Aca320, I have heard that AC is looking to build a new composites facility in Winnipeg. Do you have any info on this, and on when it will be built? Also, any perspectives on the development of electron-beam curing of composite panels? I know a little of what is being done locally at Acsion Industries to develop this, and I believe they're working with Lockheed, AC, and others, and it seems to me that the EB curing technology has great potential to change the way composite parts are made, and to allow new and different parts to be made.
Aca320 From Canada, joined Aug 2009, 0 posts, RR: 0
Reply 10, posted (14 years 8 months 1 day 16 hours ago) and read 2554 times:
AC183 for your info we are building a composite facility and it will utilize an e-beam for curing as well a new autclave.
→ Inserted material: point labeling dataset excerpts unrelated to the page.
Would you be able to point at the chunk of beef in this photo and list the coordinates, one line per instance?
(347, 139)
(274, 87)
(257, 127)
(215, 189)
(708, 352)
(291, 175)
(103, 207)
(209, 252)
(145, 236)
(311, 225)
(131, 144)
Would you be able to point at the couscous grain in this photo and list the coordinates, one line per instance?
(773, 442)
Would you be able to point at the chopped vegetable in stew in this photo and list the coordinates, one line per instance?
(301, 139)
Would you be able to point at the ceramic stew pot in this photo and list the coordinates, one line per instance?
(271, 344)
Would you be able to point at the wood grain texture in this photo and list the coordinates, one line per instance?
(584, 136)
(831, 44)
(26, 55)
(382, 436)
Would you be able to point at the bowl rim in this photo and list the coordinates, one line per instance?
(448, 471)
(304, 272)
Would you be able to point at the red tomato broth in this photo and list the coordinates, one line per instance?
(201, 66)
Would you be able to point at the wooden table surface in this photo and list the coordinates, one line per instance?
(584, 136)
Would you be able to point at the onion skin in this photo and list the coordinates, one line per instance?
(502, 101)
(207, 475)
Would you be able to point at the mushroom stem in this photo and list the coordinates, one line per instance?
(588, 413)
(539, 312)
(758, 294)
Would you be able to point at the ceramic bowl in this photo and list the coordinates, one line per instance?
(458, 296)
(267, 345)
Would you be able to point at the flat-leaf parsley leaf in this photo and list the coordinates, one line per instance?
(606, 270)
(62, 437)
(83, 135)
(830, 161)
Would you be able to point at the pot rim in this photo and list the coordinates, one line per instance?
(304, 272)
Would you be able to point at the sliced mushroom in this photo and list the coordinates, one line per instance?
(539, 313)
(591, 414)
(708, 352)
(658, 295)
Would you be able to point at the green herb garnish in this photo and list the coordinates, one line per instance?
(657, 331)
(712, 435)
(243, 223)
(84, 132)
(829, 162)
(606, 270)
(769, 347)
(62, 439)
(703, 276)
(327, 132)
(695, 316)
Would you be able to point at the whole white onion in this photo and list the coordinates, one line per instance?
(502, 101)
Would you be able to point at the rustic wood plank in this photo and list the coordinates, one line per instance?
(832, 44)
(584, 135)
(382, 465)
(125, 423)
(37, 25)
We are doing a fair amount of composite work now and once the split of from air can into our own seperate company occurs there will be subcontract manufacturing here as well. As for the e-beam my understanding of its effects on composites has to do with resin flow and lattice structure of the resin matrix primarily it appears to cause the resin to be more homeogeneous with respect to the chemicals (accerlerates bonders etc) that are found in the resin and results in a better wetting and set-up between the resin and the fibers of the composite also there seems to be less out gassing and fracturing the overall gain in strenght is said to be on the order of 10-15% not to shabby and worth the effort we having been installing trail repaired wing to body panels that used this technique for long term wear and endurance and to validate the repair for both airbus and transport canada approval ,if successful we will be the only repair facility in the world with this approval.